QUIZ: Are You Smart Enough to Get Into Private Kindergarten?
MANHATTAN — Some of the city's most elite private schools will soon require 4-year-olds to take a new, harder admissions test given on an iPad and designed to assess math and literacy skills.
The educational services company ERB's Admission Assessment for Beginning Learners (AABL) will be given for the first time in October and is a significant departure from the previous, IQ-like test most New York City private schools required for the past 45 years.
While the new test is much cheaper for families — it's $65, rather than $568 for the old test, because the new test is taken by iPad rather than by a trained examiner — experts believe many parents will shell out even more on classes and books to prepare their toddlers for it.
"These are subjects that were not previously tested," said Emily Glickman, president of Abacus Guide Educational Consulting, who advises parents on private school admissions.
"The AABL is supposed to identify a child's ability and achievement," Glickman said. "That achievement part — how much you learned — is totally new. You usually think of an achievement test as something you take in high school. It's not something you think of for preschoolers."
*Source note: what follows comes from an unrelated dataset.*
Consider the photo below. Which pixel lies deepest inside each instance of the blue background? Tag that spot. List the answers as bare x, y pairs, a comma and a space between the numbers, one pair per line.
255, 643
In the past, most private schools used the ERB's IQ test for kindergarten admission. But this year the Independent Schools Admissions Association of Greater New York (ISAAGNY) told schools they were no longer required to use that test and instead could use a different one, make admissions tests optional or ignore them entirely.
The coalition cited concerns that 4-year-olds were over-preparing for the old IQ exam.
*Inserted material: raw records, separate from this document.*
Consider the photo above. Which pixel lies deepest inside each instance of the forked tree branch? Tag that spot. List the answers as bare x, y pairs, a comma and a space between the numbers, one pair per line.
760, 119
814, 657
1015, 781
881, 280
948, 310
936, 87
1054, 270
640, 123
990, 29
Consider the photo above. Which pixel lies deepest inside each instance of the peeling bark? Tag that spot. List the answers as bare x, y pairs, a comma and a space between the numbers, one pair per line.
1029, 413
Some consultants, though, were perplexed by the shift to the new, more difficult AABL test.
"The AABL is really requiring more from preschoolers. That is in line with what we're seeing in public schools," Glickman said, referring to changes in the Department of Education's gifted and talented admissions test. "We all know that some of the brightest people are late bloomers, yet more and more schools are rewarding the early achievers."
To prepare kids for the AABL, parents should work with their youngsters on basic early literacy and math skills, said Karen Quinn, best-selling author of "Testing for Kindergarten" and co-founder of online test prep service TestingMom.com.
"We’re looking at things like knowing letters, numbers and shapes, knowing letter sounds, recognizing rhymes, counting, adding, subtracting and more," she said.
The ERB's IQ test was more subjective, especially on the verbal section, in which the examiner could award partial credit, said Bige Doruk, founder of test prep company Bright Kids NYC.
"For example, if the question stated 'What is a mouse?' and the kid answered 'animal,' he or she would get 1 point. If the kid said 'a gray animal that is small, has a tail and likes to eat cheese,' the kid would get the full 2 points," Doruk explained.
If a child just said "animal," the tester would reply, "Tell me more," giving the child another chance to earn the full 2 points, Doruk said.
In addition to a numerical grade, the old test also included a written narrative from the examiner describing the child's behavior during the test, such as whether the toddler seemed to be focused or easy to work with.
It's unlikely that the AABL will include a report on the child, because the child will take the test independently on an iPad, Doruk said.
"It favors those with more reading skills and who've gone to more academic preschools," said Doruk, whose company began offering one-on-one tutoring, ranging from $140 to $200 a session, for the AABL about a month ago.
Horace Mann and Riverdale declined to comment on their choice to use the new test, but Horace Mann explained its rationale on its website.
"While the score report is only one element of a child’s application," the school said, "it is the only piece of the application that is consistent and objective for our applicants, who come from many schools and many different backgrounds and include children who do not come to us from formalized preschool settings."
In the past, many parents would sign their kids up to take the test in the spring and summer before applying to schools. Registration for the AABL, however, doesn't open until Sept. 15, and testing starts Oct. 15, according to the exam's website.
Some consultants raised concerns about the use of an iPad test, saying toddlers shouldn't spend so much time in front of a screen. But Doruk said her company has been using iPads in tutoring sessions for the past two years.
"Kids know how to use the iPad. They like the iPad. It's more engaging to them. It looks like a game," Doruk said. "But they still have to answer the questions correctly."